DIP 1015--Deprecation of Implicit Conversion of Int. & Char. Literals to bool--Formal Assement

Jacob Carlborg doob at me.com
Mon Nov 12 11:05:55 UTC 2018


On 2018-11-12 10:45, Mike Parker wrote:
> DIP 1015, "Deprecation and removal of implicit conversion from integer
> and character literals to bool, has been rejected, primarily on the
> grounds that it is factually incorrect in treating bool as a type
> distinct from other integral types.
>
> The TL;DR is that the DIP is trying to change behavior that is working
> as intended.
>
>  From Example A in the DIP:
>
>      bool b = 1;
>
> This works because bool is a "small integral" with a range of 0..1. The
> current behavior is consistent with all other integrals.
>
>  From Example B in the DIP:
>
> ```
> int f(bool b) { return 1; }
> int f(int i) { return 2; }
>
> enum E : int
> {
>      a = 0,
>      b = 1,
>      c = 2,
> }
> ```
>
> Here, f(a) and f(b) call the bool overload, while f(c) calls the int
> version.
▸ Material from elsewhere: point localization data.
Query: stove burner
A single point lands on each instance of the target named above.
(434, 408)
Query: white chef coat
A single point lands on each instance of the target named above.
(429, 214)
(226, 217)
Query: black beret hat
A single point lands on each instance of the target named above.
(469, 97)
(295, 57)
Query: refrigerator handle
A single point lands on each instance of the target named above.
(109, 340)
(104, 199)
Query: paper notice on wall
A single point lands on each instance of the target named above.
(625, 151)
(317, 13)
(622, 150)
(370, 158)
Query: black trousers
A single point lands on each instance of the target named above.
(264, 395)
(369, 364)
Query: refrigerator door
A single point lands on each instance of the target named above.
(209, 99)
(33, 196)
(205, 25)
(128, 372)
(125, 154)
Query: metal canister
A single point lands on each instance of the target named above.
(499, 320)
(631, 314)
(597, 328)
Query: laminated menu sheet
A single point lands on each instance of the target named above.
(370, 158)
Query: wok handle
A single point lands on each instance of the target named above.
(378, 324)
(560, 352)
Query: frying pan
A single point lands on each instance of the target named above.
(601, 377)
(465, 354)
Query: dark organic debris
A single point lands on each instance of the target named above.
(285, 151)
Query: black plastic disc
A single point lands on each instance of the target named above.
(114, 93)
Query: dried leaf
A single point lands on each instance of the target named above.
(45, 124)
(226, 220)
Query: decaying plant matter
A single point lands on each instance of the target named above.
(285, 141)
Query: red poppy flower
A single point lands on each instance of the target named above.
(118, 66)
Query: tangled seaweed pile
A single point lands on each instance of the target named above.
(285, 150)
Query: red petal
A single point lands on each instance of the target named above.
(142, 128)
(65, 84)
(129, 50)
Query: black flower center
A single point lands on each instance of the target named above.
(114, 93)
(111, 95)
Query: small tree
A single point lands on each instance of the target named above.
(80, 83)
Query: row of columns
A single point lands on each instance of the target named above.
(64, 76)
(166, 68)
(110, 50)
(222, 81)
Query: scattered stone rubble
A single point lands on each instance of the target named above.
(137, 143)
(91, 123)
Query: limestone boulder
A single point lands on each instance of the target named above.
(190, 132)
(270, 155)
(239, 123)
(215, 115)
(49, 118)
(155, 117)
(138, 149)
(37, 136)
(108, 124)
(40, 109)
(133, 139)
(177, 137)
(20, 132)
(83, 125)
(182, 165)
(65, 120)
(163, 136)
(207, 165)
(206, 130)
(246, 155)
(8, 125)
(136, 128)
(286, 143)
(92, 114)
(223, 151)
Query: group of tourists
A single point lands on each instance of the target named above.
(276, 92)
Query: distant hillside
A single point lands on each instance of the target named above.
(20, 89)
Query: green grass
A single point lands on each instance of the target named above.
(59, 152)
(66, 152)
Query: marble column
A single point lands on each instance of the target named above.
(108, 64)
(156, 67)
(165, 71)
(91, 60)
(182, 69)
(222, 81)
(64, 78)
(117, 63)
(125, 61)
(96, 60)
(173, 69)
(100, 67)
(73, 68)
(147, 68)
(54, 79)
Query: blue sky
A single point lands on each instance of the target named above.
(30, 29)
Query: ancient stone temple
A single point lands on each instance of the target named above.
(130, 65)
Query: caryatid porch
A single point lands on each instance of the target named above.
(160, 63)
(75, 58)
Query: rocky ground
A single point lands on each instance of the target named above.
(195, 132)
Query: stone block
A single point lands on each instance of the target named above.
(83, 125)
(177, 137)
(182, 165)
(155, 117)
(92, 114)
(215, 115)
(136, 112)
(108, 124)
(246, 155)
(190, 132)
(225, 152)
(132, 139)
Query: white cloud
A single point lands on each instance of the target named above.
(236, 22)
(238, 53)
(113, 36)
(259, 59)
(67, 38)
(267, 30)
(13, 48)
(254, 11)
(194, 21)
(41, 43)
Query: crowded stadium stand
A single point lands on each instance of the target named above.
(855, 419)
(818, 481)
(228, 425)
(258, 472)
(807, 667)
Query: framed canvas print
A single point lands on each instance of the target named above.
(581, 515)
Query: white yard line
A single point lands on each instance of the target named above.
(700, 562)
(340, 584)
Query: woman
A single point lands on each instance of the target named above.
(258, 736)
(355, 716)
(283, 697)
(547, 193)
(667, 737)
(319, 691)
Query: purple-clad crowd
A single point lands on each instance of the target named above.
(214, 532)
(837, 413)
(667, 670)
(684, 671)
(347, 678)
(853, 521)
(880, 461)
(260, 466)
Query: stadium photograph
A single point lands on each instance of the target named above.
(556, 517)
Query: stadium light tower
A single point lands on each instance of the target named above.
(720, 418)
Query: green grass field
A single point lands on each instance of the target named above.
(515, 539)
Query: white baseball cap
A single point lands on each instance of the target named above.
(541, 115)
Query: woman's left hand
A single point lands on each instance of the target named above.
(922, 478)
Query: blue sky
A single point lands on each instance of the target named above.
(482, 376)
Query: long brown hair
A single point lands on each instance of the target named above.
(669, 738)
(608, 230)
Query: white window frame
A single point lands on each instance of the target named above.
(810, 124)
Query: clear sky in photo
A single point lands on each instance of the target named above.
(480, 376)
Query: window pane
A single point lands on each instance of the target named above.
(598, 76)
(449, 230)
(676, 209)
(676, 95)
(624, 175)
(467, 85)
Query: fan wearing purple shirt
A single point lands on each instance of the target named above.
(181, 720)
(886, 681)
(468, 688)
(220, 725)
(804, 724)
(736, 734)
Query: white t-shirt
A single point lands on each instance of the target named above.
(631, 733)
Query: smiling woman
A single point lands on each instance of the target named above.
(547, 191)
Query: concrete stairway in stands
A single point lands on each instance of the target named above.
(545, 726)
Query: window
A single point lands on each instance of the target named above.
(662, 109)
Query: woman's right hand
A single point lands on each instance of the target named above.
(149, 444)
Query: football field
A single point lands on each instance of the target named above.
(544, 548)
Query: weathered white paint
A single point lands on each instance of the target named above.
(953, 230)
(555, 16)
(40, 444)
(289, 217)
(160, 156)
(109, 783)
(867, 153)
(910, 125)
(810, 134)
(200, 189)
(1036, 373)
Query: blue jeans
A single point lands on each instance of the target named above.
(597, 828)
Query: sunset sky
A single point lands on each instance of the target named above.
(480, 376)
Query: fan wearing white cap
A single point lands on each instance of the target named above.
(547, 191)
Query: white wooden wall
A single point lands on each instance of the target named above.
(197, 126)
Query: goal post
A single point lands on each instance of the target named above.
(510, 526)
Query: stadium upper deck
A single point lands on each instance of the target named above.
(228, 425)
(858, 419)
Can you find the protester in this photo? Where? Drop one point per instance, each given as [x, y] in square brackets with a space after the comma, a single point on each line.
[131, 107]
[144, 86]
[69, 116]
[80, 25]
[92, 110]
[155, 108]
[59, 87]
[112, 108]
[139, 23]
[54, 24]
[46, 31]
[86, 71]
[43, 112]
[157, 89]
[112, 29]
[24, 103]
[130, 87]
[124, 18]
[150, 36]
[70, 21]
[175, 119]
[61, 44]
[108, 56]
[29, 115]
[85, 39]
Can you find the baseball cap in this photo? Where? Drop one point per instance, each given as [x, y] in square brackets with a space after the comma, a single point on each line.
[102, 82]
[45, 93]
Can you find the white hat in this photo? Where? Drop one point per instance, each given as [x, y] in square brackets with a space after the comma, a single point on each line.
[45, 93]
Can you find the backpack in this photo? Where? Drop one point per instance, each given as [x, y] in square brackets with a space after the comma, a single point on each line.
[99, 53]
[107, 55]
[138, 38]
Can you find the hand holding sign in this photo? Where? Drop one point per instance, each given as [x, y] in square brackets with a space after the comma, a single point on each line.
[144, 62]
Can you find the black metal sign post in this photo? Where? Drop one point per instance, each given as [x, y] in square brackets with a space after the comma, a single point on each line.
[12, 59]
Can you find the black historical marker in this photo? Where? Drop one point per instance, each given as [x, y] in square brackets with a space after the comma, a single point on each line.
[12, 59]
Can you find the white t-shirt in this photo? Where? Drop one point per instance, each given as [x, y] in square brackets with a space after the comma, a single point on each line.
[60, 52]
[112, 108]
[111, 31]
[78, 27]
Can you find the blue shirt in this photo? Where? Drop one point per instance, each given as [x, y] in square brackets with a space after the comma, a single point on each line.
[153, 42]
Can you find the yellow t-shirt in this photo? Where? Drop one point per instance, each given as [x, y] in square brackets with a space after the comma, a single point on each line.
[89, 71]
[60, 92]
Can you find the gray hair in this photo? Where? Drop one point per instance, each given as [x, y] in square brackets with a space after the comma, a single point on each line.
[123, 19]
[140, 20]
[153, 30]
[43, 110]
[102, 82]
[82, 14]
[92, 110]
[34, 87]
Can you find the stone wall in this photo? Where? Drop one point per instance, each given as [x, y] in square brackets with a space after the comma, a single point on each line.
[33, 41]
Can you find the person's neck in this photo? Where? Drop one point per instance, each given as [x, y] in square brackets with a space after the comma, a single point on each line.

This works because D selects the overload with the tightest
> conversion.

Why is that? Is it because "a" and "b" are enum members? I mean, "E" is 
typed as an int. If I pass an integer literal directly to the function 
it doesn't behave like that. Example:

import std.stdio;

void foo(int a)
{
     writeln("int");
}

void foo(bool a)
{
     writeln("bool");
}

void main()
{
     foo(0);
     foo(1);
     foo(2);
}

The above example prints "int" three times. The bool overload is not 
called. Seems like the enum is treated specially.